En l'espèce l'huissier de justice dans son constat établi avec soin et sérieux le 9 août 2006 indique clairement que les repères marqué " s sur le plan cadastral ont été arrachés.
Il en résulte que la limite entre les fonds contigus des parties apparaît empreinte d'imprécision ce qui légitime parfaitement que soit ordonnée une expertise en vue de la détermination de la limite séparative entre la propriété des intimés et celle des appelants.
Il convient par suite d'infirmer la décision entreprise en ce qu'elle a débouté les époux X...- Y... de leur demande tendant à la désignation d'un expert géomètre afin de borner les propriétés en cause. Et statuant à nouveau il y a lieu de faire droit à cette demande d'expertise étant entendu que les frais en seront avancés par les appelants.

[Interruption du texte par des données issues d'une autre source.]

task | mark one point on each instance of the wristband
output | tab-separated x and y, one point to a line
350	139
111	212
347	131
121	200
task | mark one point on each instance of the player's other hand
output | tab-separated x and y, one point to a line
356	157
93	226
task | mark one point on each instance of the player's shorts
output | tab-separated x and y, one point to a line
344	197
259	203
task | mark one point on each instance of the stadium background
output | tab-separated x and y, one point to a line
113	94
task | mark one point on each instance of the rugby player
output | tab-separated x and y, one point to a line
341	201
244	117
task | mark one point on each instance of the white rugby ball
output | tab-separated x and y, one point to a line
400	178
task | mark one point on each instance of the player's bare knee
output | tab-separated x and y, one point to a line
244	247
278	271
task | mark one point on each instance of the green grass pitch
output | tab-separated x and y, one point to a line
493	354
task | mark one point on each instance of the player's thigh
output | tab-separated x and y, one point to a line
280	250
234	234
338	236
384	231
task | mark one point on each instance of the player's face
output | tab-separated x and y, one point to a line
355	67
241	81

- Sur l'application de l'article 700 du code de procédure civile :-
L'équité commande de ne pas faire application des dispositions de l'article 700 du code de procédure civile.
- Sur les dépens :
Il y a lieu de réserver les dépens.
- PAR CES MOTIFS,
La Cour statuant publiquement, contradictoirement et en dernier ressort,
- Infirme en toutes ses dispositions le jugement querellé rendu le 22 avril 2008 par le tribunal d'instance de Fort de France,
Statuant à nouveau :
- Ordonne une expertise en vue de la détermination de la ligne séparative entre la propriété de M. Michel X... et Mme Denise Y... d'une part et le fonds de M. Turenne Z... et Mme Evariste B... épouse Z... d'autre part et, commet pour y procéder M. I... Paul Jean,..., Expert géomètre près la cour d'appel de Fort de France,
- Fixe la consignation à valoir sur la rémunération de l'expert à la somme de 2000 Euros,
- Dit que cette consignation devra être versée entre les mains du Régisseur de la cour d'appel par les appelants au plus tard dans un délai d'un mois à compter de la date du prononcé de l'arrêt,
- Dit que l'expert commis devra déposer son rapport dans les trois mois de sa saisine,
- Dit n'y avoir lieu à application des dispositions de l'article 700 du code de procédure civile,
- Réserve les dépens.
Signé par Mme HIRIGOYEN, présidente, et par Mme SOUNDOROM, greffier, auquel la minute a été remise.
LE GREFFIER. LA PRESIDENTE.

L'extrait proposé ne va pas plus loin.